Nichts auf der Welt hätte mich nach dieser gönnerhaften Bemerkung dazu veranlassen können, dem zuzustimmen. »Nein danke«, sagte ich mit einem erzwungenen Lächeln. »Aber ich wüsste gerne, wo sich die Damentoilette befindet.«

»Oh ... hier entlang, Lady Yeine«, sagte einer der Gehilfen, trat beiseite und gestikulierte, dass ich vorgehen möge.

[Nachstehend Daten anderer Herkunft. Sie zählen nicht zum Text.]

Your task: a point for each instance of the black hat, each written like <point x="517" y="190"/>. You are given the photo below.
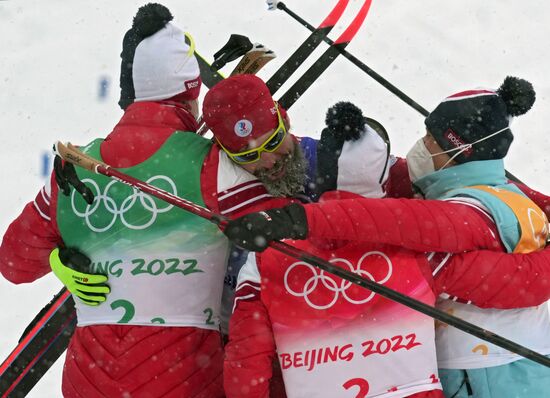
<point x="352" y="154"/>
<point x="157" y="59"/>
<point x="469" y="116"/>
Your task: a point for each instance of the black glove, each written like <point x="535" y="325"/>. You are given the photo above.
<point x="254" y="231"/>
<point x="66" y="177"/>
<point x="236" y="47"/>
<point x="72" y="268"/>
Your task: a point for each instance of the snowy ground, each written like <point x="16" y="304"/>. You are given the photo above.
<point x="55" y="53"/>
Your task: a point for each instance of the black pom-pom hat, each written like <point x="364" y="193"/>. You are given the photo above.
<point x="352" y="154"/>
<point x="157" y="59"/>
<point x="474" y="116"/>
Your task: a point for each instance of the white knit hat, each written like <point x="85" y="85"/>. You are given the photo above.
<point x="158" y="59"/>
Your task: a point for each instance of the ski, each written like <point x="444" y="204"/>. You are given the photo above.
<point x="41" y="344"/>
<point x="48" y="335"/>
<point x="326" y="59"/>
<point x="306" y="48"/>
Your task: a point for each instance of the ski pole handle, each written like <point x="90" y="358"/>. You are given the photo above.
<point x="72" y="155"/>
<point x="272" y="4"/>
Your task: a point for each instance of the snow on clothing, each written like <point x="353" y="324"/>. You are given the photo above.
<point x="153" y="360"/>
<point x="281" y="305"/>
<point x="396" y="186"/>
<point x="459" y="353"/>
<point x="432" y="225"/>
<point x="332" y="338"/>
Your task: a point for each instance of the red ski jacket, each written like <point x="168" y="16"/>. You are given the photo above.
<point x="140" y="361"/>
<point x="487" y="278"/>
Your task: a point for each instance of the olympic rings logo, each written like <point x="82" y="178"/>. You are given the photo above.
<point x="321" y="279"/>
<point x="105" y="204"/>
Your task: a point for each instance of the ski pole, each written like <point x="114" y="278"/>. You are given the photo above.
<point x="369" y="71"/>
<point x="75" y="156"/>
<point x="357" y="62"/>
<point x="307" y="47"/>
<point x="326" y="59"/>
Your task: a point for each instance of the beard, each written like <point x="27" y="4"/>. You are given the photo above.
<point x="292" y="182"/>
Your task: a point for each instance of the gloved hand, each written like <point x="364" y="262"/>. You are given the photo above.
<point x="66" y="177"/>
<point x="236" y="47"/>
<point x="271" y="4"/>
<point x="72" y="268"/>
<point x="254" y="231"/>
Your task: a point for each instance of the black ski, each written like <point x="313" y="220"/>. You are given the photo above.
<point x="47" y="337"/>
<point x="41" y="344"/>
<point x="306" y="48"/>
<point x="324" y="61"/>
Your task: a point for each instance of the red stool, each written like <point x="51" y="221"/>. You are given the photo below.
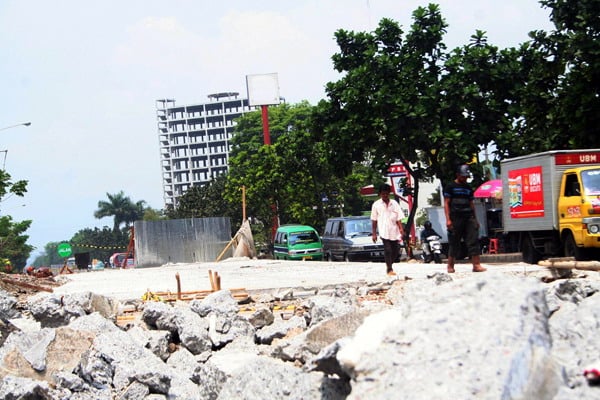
<point x="493" y="247"/>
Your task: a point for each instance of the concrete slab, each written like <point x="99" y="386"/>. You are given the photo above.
<point x="253" y="275"/>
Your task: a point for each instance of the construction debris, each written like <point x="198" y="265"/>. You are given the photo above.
<point x="570" y="263"/>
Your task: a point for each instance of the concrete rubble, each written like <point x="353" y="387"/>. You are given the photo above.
<point x="484" y="336"/>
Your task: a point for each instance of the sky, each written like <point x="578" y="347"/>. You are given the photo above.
<point x="87" y="75"/>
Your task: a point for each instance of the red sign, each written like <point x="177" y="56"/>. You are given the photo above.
<point x="526" y="192"/>
<point x="577" y="158"/>
<point x="396" y="170"/>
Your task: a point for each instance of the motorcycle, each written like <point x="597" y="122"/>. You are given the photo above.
<point x="432" y="249"/>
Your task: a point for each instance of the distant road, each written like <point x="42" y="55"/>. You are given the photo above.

Ich blieb stehen und bemerkte, dass Dekarta weiterging, ohne sich anmerken zu lassen, ob er mich oder Scimina gehört hatte. So lief das hier also. Ich neigte meinen Kopf in Seiminas Richtung, die ebenfalls stehenblieb. »Es ist nicht notwendig, auf mich zu warten.«

»Wie du willst«, sagte sie und drehte sich anmutig herum, um Dekarta zu folgen.

Ich folgte dem Gehilfen durch den längsten Korridor der Stadt — wenigstens fühlte er sich so an, weil jetzt, da ich mich in aufrechter Haltung befand, meine Blase darauf bestand, möglichst rasch geleert zu werden. Als wir endlich den Raum erreichten — auf der Tür stand Privat in Senmite, was meiner Meinung nach heißen sollte Nur für die höchstrangigen Gäste des Salons —, bedurfte es all meiner Willenskraft, dass ich nicht äußerst würdelos in die fast zimmergroße Kabine stürzte.